Look for a shoe that has a well-padded heel and is light and breathable.
It should also be water-resistant. You can easily find good models
designed for walking these days.
2. Overstriding
While trying to walk faster, we tend to
lengthen our stride. However, taking really wide steps, or overstriding,
would mean that you are reaching out farther with your forward foot,
leading to a clumsy and awkward walking posture. Reaching really far in
front of yourself may make you feel a little off-balance and less
stable. Also, since you are planting your foot so much in front of you,
you’re almost restricting your foot's movement every time you land. This
extra force that is being applied to your feet and legs can cause your
shins to hurt.
The main strength of your walk comes from pushing with the back leg and
foot. Hence, you should focus on taking on shorter, quicker steps if you
have to walk fast. This will ensure that your spine is straight and in
proper alignment and won’t cause extra stress on your back or hips.
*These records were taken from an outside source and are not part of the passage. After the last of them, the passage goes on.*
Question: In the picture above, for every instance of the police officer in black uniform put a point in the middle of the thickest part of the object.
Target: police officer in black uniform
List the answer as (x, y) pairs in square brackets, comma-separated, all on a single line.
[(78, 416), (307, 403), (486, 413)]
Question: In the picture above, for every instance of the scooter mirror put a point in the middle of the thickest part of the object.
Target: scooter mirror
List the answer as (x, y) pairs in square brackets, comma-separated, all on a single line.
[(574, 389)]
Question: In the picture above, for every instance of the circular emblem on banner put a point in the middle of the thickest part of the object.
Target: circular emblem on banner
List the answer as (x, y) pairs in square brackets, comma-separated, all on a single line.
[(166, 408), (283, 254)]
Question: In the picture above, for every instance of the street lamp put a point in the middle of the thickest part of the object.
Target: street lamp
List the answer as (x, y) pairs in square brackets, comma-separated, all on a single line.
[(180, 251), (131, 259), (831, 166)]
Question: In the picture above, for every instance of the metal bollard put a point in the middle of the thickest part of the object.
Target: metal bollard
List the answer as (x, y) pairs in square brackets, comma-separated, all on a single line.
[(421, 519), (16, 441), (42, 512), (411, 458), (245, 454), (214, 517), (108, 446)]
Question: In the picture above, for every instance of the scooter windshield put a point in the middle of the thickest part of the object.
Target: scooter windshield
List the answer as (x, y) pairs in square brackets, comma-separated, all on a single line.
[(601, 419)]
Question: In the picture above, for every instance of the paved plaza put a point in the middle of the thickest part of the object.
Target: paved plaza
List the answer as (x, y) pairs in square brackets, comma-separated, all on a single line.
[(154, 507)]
3. Walking despite an injury
It’s not a wise idea to keep walking if you have some form of injury or
pain on either of your feet. Even if the pain is mild or something you
feel can be ignored, what we don’t realize is that we are vulnerable to
stress fractures or other injuries with walking. For instance, you might
have some soreness or discomfort in your calf or thighs, but you decide
to muscle through it because you read that walking is beneficial for
you. This would only put you at risk for a potential injury.
Fitness experts suggest that we should generally start off with an
amount of walking that we can comfortably complete and only after we
have become accustomed to the routine for a few weeks should we increase
our distance and time. If you were primarily inactive for the past few
months, then you should start slow and low to reduce the risk of any
injury.
If you have some sort of pain in your feet, ankles, legs, or hips, or
are experiencing any trouble while walking, consult a doctor first
rather than simply pushing through the pain.
4. Picking the same route every day
Do you often find yourself getting bored while walking? Does your mind
wander off and you lose focus as you are walking? Then maybe the issue
is your route. Picking the same route for walking every day might make
you feel bored or lead you to lose interest in the process.
When you see the same surroundings on your walking route on a regular
basis, subconsciously you might feel as if you are stuck in a rut.
Eventually, you might even give up the exercise. Thus, it would be good
if you could change the route from time to time to keep things
interesting. Moreover, it will also be beneficial for your mood and
motivation. Try and keep switching between uncrowded lanes near your
area or some parks with waterfronts for your walking route every once in
a while to keep your interest in walking fresh.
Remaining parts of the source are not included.